Draper Richards Kaplan Foundation will raise $65 million to support 100 next generation social enterprises that tackle some of the worlds most challenging problems. They will provide these organizations with three years of unrestricted capital and rigorous ongoing support by joining the board of directors. DRK partners with their social entrepreneurs to help them to build capacity in their organization and scale their impact. DRK supports these organizations in their most fragile and exciting moments during early growth, providing strategic and operational guidance.

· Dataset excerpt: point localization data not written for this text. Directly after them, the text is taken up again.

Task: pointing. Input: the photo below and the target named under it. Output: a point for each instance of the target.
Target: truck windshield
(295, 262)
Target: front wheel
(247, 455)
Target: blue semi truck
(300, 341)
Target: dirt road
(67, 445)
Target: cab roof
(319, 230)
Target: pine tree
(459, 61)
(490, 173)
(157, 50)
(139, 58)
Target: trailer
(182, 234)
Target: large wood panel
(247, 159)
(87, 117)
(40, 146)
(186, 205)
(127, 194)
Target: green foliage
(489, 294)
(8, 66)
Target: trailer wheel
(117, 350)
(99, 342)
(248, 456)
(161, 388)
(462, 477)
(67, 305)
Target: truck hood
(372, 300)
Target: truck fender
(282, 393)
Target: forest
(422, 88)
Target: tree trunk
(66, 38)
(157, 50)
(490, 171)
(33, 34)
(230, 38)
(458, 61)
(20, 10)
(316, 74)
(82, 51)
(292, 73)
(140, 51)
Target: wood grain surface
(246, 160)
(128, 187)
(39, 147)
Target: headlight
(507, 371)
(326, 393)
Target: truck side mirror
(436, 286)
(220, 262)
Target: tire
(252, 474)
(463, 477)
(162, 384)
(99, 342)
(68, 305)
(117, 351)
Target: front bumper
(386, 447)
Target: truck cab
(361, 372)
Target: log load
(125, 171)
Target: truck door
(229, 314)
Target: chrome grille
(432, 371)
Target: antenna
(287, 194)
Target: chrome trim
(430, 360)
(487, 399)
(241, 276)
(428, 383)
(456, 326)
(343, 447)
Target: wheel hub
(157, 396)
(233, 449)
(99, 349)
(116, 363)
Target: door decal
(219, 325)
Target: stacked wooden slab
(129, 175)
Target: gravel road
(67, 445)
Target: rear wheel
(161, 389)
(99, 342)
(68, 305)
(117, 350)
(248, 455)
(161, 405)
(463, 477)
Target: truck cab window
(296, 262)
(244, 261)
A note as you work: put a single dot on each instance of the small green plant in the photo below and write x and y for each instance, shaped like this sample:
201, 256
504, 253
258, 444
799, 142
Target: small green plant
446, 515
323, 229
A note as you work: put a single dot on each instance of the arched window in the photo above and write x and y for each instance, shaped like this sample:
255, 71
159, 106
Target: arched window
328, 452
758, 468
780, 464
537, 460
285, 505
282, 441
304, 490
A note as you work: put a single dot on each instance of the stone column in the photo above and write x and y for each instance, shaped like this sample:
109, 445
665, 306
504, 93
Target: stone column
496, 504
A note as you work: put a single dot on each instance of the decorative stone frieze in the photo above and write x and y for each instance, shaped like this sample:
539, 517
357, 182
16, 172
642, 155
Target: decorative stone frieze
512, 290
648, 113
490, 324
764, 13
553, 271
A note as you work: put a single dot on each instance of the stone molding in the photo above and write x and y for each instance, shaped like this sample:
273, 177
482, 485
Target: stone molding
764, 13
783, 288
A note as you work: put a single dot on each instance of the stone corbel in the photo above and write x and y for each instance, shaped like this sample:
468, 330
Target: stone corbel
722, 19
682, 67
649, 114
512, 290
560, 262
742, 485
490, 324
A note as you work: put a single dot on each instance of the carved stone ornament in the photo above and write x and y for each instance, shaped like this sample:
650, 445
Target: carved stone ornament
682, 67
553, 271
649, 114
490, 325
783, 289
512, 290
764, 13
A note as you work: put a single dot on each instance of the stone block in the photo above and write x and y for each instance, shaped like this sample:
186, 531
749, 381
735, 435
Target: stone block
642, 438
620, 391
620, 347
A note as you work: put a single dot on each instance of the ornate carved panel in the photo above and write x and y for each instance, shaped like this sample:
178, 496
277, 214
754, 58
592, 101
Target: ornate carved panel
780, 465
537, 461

During the three years of board service, DRK will help the organization shape the board as a high impact board and provide hands-on coaching and mentorship to the social entrepreneur, which has proven to be invaluable to these early stage organizations. With experience on over 80 nonprofit boards, DRK recognizes patterns and can expertly steer organizations through common challenges for early stage ventures. DRK will also provide a peer-to-peer learning community of social entrepreneurs with convenings for extraordinary learning opportunities from experts as well as from their peers.
Draper Richards Kaplan Foundation will raise $65 million to launch a third fund to support 100 next generation social entrepreneurs. Over the next year, DRK will have raised a $65 million fund, reviewed over 300 early stage social enterprises and launched the first cohort of 15-20 of the most impactful social enterprises by the end of 2016.
Draper Richards Kaplan Foundation has a proven model for supporting exceptional leaders and innovative ideas to achieve large scale impact. Borrowed from their venture capital legacy, DRK finds exceptional leaders with innovative and impactful ideas that have the potential to scale. From their portfolio of over 80 investments to date, their organizations have impacted the lives of millions all around the world; from Room to Read who has helped 10 million children to become more literate, or Kiva who has enabled more than $680 million in microloans, or VisionSpring who has delivered more than 2.3 million eyeglasses to the developing world, or SIRUM who in the first 18 months has redistributed more than $4 million of critically needed drugs that would otherwise have been thrown away to front line community health centers that can't afford to buy the drugs their patients need. Their portfolio organizations have also helped to change the inherent systems that cause or contribute to the societal problems they are trying to address: EducationSuperHighway has helped to bring broadband to all U.S. schools, The Future Project is embedding a program in schools across seven major American cities to empower kids in low-income schools and One Acre Fund has increased over 300,000 farm incomes by 50% in Africa. These are the types of impact that the Draper Richards Kaplan Foundation is looking to fuel with this next fund.